Under macOS, I get that my program takes 11.7 s to run.

$ go build -o myprogram
$ time ./myprogram
number of zeros: 0

real	0m11.911s
user	0m11.660s
sys	0m0.034s

I am ignoring the “sys” time since I only want the computational time (“user”).

Let me run the same program after starting a docker container (from an ubuntu 20.10 image):

$ go build -o mydockerprogram
$ time ./mydockerprogram
number of zeros: 0

real	0m12.038s
user	0m12.026s
sys	0m0.025s

So my program now takes 12 s, so 3% longer. Observe that my methodology is not fool-proof: I do not know that this 3% slowdown is due to the overhead incurred by docker. However, it bounds the overhead.

Let me do something fun. I am going to start the container and run my program in the container, and then shut it down.

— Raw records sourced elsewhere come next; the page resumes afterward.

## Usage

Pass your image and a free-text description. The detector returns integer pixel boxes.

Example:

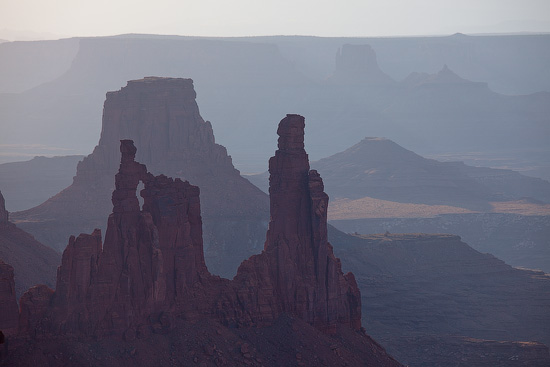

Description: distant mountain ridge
[0,35,550,178]
[0,155,84,212]
[312,138,550,210]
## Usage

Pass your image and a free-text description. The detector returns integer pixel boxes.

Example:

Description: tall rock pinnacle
[13,77,269,276]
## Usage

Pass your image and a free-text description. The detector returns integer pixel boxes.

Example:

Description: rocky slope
[13,77,268,275]
[0,35,550,179]
[328,44,395,86]
[0,155,84,212]
[330,229,550,366]
[0,192,60,298]
[330,213,550,273]
[2,115,400,366]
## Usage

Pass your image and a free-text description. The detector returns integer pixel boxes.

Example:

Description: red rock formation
[0,258,19,335]
[329,44,395,85]
[3,115,400,366]
[14,115,361,338]
[13,77,268,274]
[0,192,59,300]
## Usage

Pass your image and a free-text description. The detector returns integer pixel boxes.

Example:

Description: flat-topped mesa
[16,123,361,338]
[0,192,9,225]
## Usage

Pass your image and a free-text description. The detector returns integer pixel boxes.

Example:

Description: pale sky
[0,0,550,38]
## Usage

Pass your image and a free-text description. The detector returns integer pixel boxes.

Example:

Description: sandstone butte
[2,115,406,366]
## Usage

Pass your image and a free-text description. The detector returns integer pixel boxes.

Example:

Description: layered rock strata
[0,192,60,298]
[14,115,361,340]
[13,77,269,275]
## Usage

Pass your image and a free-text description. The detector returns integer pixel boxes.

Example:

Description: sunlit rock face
[15,115,361,335]
[14,77,269,276]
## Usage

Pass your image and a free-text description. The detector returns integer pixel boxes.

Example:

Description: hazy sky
[0,0,550,37]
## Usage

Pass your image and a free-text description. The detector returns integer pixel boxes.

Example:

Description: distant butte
[13,77,269,276]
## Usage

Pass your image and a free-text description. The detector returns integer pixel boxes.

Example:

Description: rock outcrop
[0,258,19,335]
[13,77,269,275]
[0,192,60,298]
[11,115,361,339]
[0,115,401,367]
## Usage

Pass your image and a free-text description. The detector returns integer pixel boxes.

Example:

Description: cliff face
[329,228,550,366]
[0,260,19,334]
[14,115,361,340]
[0,192,59,300]
[329,44,395,85]
[14,77,268,274]
[235,115,361,332]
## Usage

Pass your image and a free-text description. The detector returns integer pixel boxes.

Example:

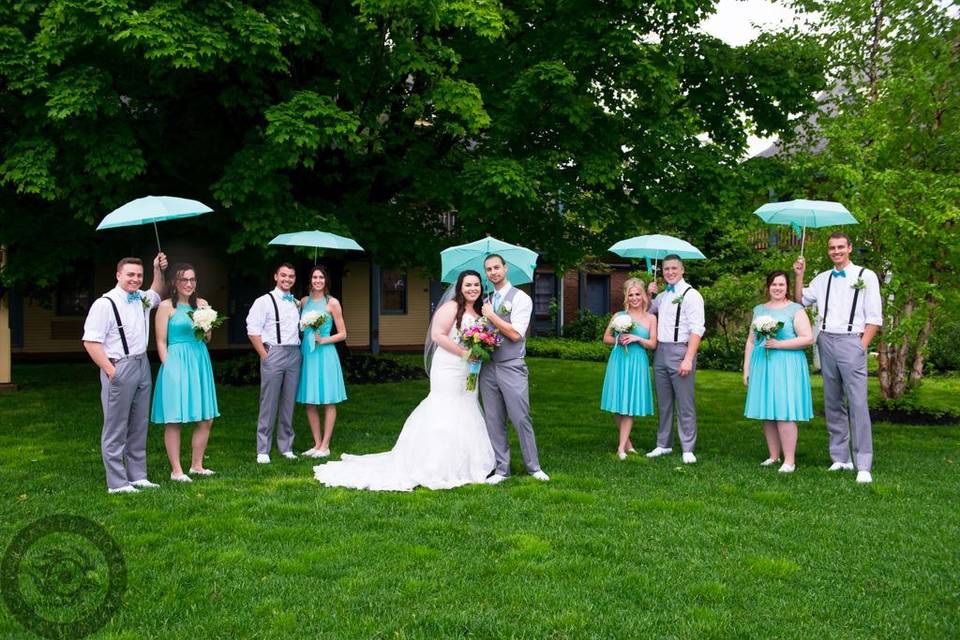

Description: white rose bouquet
[187,305,227,340]
[610,313,636,353]
[300,311,327,331]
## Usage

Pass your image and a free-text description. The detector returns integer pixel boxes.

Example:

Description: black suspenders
[847,267,866,333]
[103,296,130,357]
[673,287,693,342]
[820,267,867,333]
[267,293,282,347]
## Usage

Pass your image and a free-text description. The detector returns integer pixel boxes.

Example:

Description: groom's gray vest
[490,285,527,362]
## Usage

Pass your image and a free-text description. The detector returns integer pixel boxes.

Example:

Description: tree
[0,0,823,286]
[799,0,960,399]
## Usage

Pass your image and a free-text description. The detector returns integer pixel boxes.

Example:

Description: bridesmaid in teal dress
[150,264,220,482]
[743,271,813,473]
[297,265,347,458]
[600,278,657,460]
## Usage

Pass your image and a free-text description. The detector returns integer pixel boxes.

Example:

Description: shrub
[219,353,426,386]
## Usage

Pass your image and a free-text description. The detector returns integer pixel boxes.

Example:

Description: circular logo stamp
[0,514,127,640]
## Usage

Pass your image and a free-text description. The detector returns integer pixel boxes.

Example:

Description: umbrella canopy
[440,237,538,284]
[753,200,857,256]
[269,231,363,263]
[97,196,213,251]
[753,200,857,229]
[609,233,707,260]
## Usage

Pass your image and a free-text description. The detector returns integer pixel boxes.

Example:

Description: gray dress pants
[100,353,153,489]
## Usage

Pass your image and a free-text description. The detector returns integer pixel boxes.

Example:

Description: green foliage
[0,0,823,287]
[526,338,610,362]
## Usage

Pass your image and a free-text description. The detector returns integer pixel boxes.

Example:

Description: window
[55,267,93,316]
[533,273,557,318]
[380,269,407,315]
[587,275,610,316]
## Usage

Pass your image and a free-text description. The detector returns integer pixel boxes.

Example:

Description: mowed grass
[0,359,960,639]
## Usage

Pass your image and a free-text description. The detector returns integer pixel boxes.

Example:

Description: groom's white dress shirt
[803,262,883,333]
[82,285,160,360]
[247,287,300,347]
[490,282,533,336]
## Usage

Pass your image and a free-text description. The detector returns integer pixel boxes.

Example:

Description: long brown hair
[307,264,330,298]
[167,262,198,309]
[453,270,483,329]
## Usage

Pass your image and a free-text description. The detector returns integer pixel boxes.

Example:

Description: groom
[480,253,550,484]
[793,233,883,484]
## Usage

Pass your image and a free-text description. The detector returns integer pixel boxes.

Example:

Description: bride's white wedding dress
[313,315,494,491]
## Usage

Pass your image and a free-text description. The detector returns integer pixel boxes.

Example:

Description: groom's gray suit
[480,286,540,476]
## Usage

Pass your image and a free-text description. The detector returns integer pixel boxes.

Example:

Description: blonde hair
[623,278,650,312]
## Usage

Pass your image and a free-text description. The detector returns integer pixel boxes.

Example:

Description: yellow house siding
[380,271,430,347]
[340,262,370,347]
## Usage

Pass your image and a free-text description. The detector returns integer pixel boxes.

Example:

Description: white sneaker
[107,484,140,493]
[647,447,673,458]
[190,467,216,476]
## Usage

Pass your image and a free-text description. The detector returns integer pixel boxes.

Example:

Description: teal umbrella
[440,236,538,284]
[97,196,213,251]
[269,231,363,264]
[753,200,857,256]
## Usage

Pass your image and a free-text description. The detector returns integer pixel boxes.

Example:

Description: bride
[313,271,494,491]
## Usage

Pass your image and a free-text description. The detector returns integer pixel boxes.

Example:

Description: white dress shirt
[803,262,883,333]
[490,281,533,336]
[651,279,707,342]
[83,285,160,360]
[247,287,300,347]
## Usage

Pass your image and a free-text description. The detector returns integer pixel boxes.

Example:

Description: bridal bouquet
[457,317,503,391]
[187,305,227,340]
[610,314,636,353]
[300,311,327,331]
[750,316,783,356]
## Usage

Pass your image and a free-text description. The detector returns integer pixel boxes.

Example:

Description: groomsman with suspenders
[247,263,301,464]
[83,253,167,493]
[647,254,706,464]
[793,233,883,483]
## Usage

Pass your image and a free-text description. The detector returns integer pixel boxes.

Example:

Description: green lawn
[0,359,960,639]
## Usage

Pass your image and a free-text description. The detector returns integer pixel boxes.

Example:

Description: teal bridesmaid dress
[743,302,813,421]
[150,304,220,424]
[297,296,347,404]
[600,311,653,416]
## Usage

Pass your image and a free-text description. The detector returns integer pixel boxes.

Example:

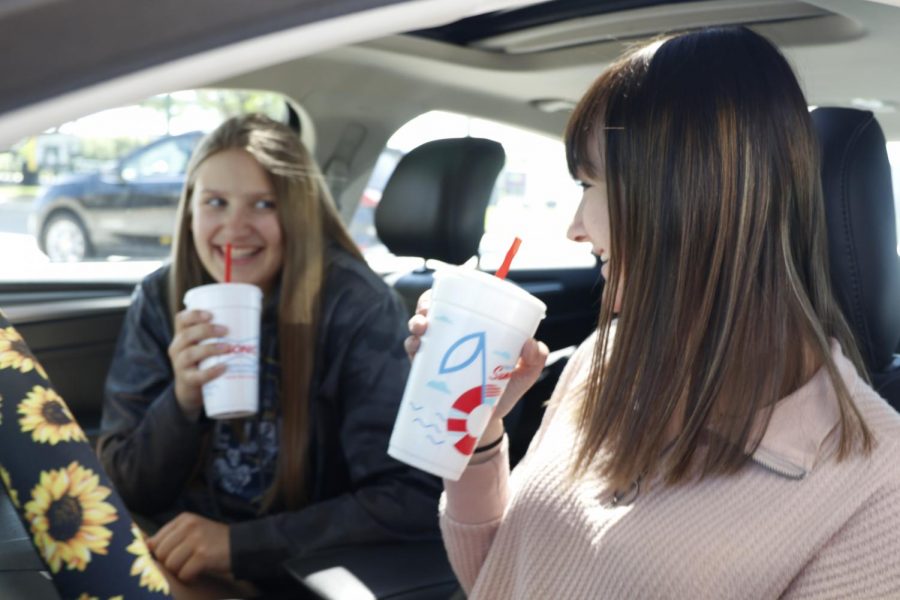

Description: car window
[350,111,595,273]
[887,140,900,255]
[122,140,191,181]
[0,89,288,281]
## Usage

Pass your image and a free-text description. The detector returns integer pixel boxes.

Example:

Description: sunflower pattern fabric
[0,314,169,600]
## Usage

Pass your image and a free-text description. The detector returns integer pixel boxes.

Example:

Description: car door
[115,136,199,255]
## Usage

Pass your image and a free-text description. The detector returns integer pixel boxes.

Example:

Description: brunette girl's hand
[403,290,550,424]
[169,310,228,421]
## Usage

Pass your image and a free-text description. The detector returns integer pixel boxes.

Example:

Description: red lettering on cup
[490,365,512,381]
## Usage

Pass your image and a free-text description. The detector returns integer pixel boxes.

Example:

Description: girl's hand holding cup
[169,310,228,421]
[400,267,548,481]
[403,290,550,426]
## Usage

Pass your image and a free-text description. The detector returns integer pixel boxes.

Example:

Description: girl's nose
[225,207,249,234]
[566,201,588,242]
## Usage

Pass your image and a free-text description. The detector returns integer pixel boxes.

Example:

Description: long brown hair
[566,28,872,488]
[169,114,363,509]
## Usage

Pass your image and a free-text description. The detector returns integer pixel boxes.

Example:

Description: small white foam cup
[184,283,262,419]
[388,268,547,481]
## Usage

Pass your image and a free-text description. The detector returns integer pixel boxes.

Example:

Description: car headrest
[811,107,900,373]
[375,137,506,264]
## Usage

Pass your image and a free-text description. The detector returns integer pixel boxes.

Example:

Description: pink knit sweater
[441,337,900,600]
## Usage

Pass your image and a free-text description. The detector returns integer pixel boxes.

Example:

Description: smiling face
[191,148,283,293]
[566,172,622,312]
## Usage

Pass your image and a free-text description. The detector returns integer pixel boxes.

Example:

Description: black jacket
[99,248,440,579]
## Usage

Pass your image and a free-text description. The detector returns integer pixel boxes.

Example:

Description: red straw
[496,237,522,279]
[225,242,231,283]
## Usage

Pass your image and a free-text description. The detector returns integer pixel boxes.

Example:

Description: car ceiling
[0,0,900,145]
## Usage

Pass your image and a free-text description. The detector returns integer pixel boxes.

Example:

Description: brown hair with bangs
[169,114,363,510]
[566,28,873,489]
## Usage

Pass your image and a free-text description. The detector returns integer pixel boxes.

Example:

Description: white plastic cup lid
[184,283,262,310]
[432,267,547,337]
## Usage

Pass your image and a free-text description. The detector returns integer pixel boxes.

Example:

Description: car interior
[0,0,900,598]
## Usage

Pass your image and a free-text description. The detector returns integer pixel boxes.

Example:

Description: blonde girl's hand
[147,512,231,582]
[169,310,228,421]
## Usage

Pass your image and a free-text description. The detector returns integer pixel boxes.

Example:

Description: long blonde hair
[169,114,363,509]
[566,28,872,488]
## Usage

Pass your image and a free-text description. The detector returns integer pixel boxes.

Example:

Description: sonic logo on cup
[217,338,259,375]
[491,365,513,381]
[222,344,256,355]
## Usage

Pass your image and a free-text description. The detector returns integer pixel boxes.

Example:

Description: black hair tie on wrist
[473,431,506,454]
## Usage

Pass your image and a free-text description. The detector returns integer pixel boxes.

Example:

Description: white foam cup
[184,283,262,419]
[388,268,547,481]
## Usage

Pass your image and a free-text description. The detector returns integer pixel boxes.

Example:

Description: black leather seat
[375,137,506,314]
[812,107,900,410]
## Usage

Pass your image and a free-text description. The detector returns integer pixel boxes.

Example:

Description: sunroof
[413,0,696,46]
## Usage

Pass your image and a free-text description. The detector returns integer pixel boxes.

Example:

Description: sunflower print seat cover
[0,313,170,600]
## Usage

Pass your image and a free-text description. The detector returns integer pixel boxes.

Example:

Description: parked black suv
[29,131,203,262]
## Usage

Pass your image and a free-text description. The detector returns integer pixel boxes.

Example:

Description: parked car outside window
[29,131,203,262]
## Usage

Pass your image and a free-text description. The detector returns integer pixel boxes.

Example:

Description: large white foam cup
[388,268,547,481]
[184,283,262,419]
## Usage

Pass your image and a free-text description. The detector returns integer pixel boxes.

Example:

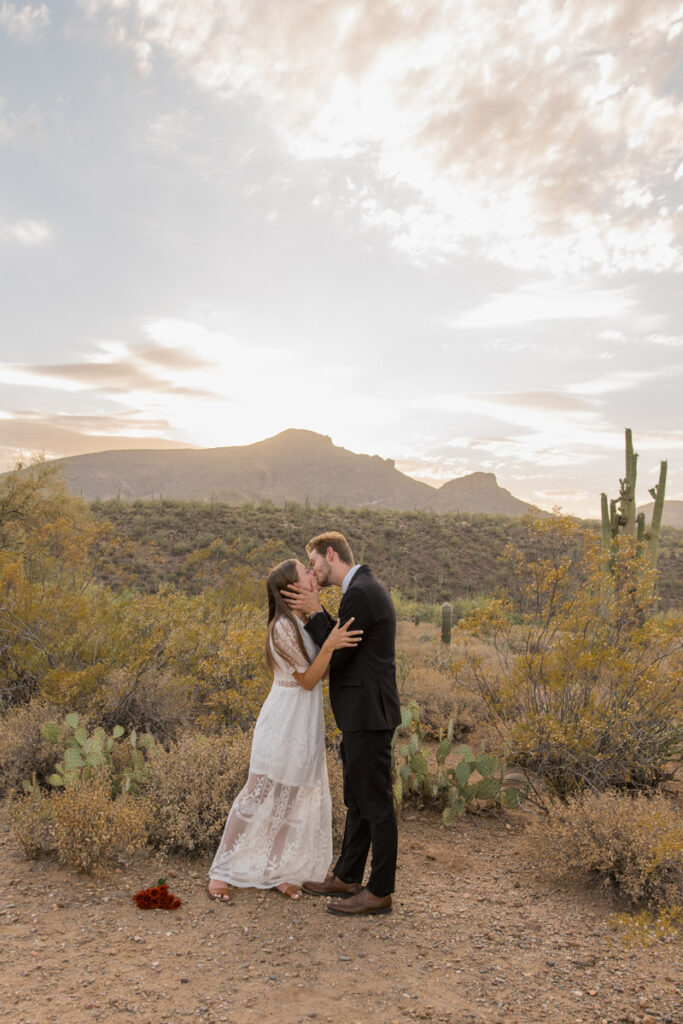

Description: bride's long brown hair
[265,558,310,672]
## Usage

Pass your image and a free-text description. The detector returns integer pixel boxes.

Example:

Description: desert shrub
[8,783,54,860]
[0,701,60,793]
[49,772,150,874]
[526,792,683,907]
[9,770,150,874]
[454,517,683,799]
[144,730,251,852]
[97,669,197,743]
[391,590,441,626]
[398,668,478,739]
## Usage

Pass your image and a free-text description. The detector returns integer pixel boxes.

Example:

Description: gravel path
[0,810,683,1024]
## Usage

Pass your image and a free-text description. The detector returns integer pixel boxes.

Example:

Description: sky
[0,0,683,517]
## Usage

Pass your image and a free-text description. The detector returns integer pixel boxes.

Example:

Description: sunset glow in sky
[0,0,683,516]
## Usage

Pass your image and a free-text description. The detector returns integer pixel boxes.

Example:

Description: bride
[209,558,361,902]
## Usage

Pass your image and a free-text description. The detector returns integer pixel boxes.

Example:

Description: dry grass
[144,730,251,852]
[396,622,486,740]
[50,772,150,876]
[0,701,61,793]
[526,791,683,907]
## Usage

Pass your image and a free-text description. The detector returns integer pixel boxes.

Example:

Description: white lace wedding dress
[209,618,332,889]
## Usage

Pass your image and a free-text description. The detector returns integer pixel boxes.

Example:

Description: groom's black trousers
[334,729,398,896]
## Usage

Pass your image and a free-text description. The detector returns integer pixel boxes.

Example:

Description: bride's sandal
[271,882,301,899]
[207,883,230,903]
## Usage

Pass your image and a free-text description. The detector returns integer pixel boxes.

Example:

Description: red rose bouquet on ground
[133,879,182,910]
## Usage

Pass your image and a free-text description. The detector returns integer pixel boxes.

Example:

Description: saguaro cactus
[441,601,453,644]
[600,428,667,566]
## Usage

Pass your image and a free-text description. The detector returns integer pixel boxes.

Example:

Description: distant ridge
[41,429,548,517]
[638,501,683,529]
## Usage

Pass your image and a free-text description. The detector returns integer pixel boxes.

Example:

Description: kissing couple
[209,532,400,915]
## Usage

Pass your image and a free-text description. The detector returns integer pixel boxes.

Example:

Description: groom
[283,532,400,914]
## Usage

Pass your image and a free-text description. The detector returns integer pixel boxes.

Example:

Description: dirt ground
[0,809,683,1024]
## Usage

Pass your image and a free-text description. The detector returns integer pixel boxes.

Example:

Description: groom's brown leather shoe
[301,874,361,899]
[328,889,391,914]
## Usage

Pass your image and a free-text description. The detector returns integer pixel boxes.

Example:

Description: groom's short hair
[306,530,355,565]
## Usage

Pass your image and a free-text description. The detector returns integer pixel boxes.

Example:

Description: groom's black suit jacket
[305,565,400,732]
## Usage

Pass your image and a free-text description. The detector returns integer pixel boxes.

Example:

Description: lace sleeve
[271,618,308,672]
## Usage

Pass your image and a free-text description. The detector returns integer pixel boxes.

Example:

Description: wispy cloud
[83,0,683,274]
[0,220,53,246]
[0,0,50,43]
[452,283,636,329]
[0,96,42,145]
[0,410,197,471]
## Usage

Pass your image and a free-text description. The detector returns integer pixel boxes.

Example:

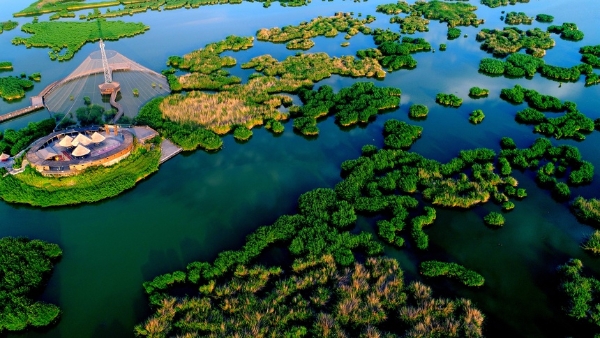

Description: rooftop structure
[26,125,134,176]
[44,45,169,119]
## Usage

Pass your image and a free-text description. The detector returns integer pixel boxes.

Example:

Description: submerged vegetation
[0,119,56,156]
[504,12,533,25]
[135,121,494,337]
[0,20,19,34]
[0,237,62,333]
[12,20,150,61]
[435,93,462,107]
[469,109,485,124]
[0,145,160,207]
[548,22,584,41]
[420,261,485,286]
[293,82,401,135]
[408,104,429,119]
[572,195,600,227]
[0,74,33,101]
[481,0,529,8]
[558,258,600,329]
[477,27,555,57]
[469,87,490,97]
[356,35,431,71]
[256,13,375,49]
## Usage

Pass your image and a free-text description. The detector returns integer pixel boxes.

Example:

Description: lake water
[0,0,600,337]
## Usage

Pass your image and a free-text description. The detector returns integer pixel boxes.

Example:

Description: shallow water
[0,0,600,337]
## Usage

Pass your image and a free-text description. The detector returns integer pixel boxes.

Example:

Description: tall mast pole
[100,39,112,83]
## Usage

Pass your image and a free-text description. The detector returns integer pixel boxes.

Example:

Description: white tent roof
[58,135,73,148]
[92,132,106,143]
[72,144,90,157]
[36,147,58,160]
[71,134,92,146]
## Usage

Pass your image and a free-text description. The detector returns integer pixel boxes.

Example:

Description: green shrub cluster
[435,93,462,107]
[0,74,33,101]
[572,196,600,227]
[294,82,401,135]
[0,147,160,207]
[469,109,485,124]
[233,126,252,141]
[0,119,56,156]
[500,85,576,112]
[12,20,150,61]
[0,61,12,71]
[483,211,504,227]
[558,258,600,328]
[548,22,584,41]
[163,35,254,91]
[581,230,600,255]
[504,12,533,25]
[469,87,490,97]
[477,27,555,57]
[135,120,490,337]
[390,12,429,34]
[0,20,19,34]
[0,237,62,333]
[410,207,436,250]
[408,104,429,119]
[535,14,554,22]
[375,1,412,15]
[356,37,431,71]
[256,12,375,49]
[446,27,462,40]
[136,97,223,151]
[500,138,594,198]
[412,0,483,27]
[265,119,285,134]
[372,28,400,45]
[481,0,529,8]
[420,261,485,286]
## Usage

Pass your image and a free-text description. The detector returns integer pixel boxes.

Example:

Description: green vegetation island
[0,237,62,333]
[135,120,496,337]
[420,261,485,286]
[0,20,19,34]
[0,0,600,337]
[12,20,150,61]
[0,74,33,101]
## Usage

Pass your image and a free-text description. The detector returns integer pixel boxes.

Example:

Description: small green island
[0,237,62,333]
[408,104,429,119]
[435,93,462,107]
[0,74,33,101]
[420,261,485,286]
[0,20,19,34]
[12,20,150,61]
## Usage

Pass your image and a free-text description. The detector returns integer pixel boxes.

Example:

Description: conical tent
[36,147,58,160]
[71,134,92,146]
[72,144,90,157]
[92,132,106,143]
[58,135,73,148]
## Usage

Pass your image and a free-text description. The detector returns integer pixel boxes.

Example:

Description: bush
[0,237,62,332]
[469,87,490,97]
[483,211,504,227]
[469,109,485,124]
[408,104,429,118]
[420,261,485,286]
[233,126,252,141]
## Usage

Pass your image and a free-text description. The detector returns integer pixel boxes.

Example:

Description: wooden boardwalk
[0,81,60,123]
[158,139,183,164]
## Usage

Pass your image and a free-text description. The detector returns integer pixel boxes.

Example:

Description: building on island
[26,125,135,176]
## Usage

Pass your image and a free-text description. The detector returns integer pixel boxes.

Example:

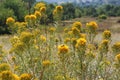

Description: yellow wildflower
[115,54,120,63]
[42,60,50,66]
[6,17,15,25]
[73,22,82,30]
[20,73,32,80]
[40,35,46,42]
[103,30,111,40]
[99,40,109,53]
[72,27,80,36]
[13,74,20,80]
[30,14,37,21]
[49,27,56,32]
[76,38,87,48]
[64,38,70,43]
[0,63,10,72]
[58,45,69,53]
[1,71,14,80]
[86,21,98,33]
[25,15,30,22]
[20,31,33,44]
[34,11,41,19]
[112,42,120,53]
[34,2,45,11]
[40,7,46,13]
[55,6,63,11]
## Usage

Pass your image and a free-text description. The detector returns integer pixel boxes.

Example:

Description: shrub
[98,14,107,19]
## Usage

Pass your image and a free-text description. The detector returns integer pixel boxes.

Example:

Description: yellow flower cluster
[34,11,41,19]
[72,22,82,31]
[64,38,70,43]
[99,39,109,53]
[20,73,32,80]
[72,27,80,36]
[0,63,10,72]
[6,17,15,25]
[53,6,63,19]
[34,2,46,11]
[58,44,69,54]
[42,60,50,66]
[20,31,33,44]
[0,71,21,80]
[115,54,120,63]
[25,14,37,22]
[49,27,56,32]
[40,35,46,42]
[86,21,98,33]
[55,6,63,11]
[103,30,111,40]
[1,71,13,80]
[76,38,87,48]
[112,42,120,53]
[40,7,46,13]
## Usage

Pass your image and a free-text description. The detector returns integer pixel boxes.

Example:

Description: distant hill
[36,0,120,6]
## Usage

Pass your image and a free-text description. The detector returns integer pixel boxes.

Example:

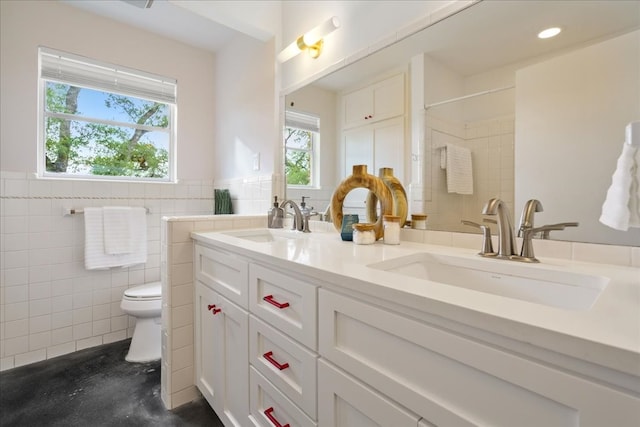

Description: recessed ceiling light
[538,27,562,39]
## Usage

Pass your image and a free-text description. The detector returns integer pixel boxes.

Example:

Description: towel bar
[62,206,151,216]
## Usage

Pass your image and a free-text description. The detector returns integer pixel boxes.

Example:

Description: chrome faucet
[461,219,496,257]
[280,199,304,231]
[300,196,318,233]
[482,198,518,259]
[517,222,578,262]
[518,199,544,237]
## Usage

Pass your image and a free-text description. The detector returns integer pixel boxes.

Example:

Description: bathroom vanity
[192,229,640,427]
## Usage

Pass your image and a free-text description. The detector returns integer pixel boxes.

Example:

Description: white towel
[441,144,473,194]
[84,208,147,270]
[102,206,133,255]
[600,142,640,231]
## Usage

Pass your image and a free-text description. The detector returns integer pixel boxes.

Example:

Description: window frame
[37,46,177,183]
[283,110,320,189]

$ time run 'bash -c "time ./mydockerprogram"'
number of zeros: 0

real	0m12.012s
user	0m12.003s
sys	0m0.008s

real	0m12.545s
user	0m0.086s
sys	0m0.041s

It now takes 0.5 s longer. That is the time it takes for me start a container, do nothing, and then shut it down. Doing it in this manner takes 8% longer than running it natively in macOS.

Of course, if you run many small jobs, the 0.5 s is going to hurt you. It may come to dominate the running time.

If you want to squeeze every ounce of computational performance out your machine, it is likely that you should avoid the docker overhead under macOS. A 3% overhead may prove to be unacceptable. However, for developing and benchmarking your code, it may well be an acceptable trade-off.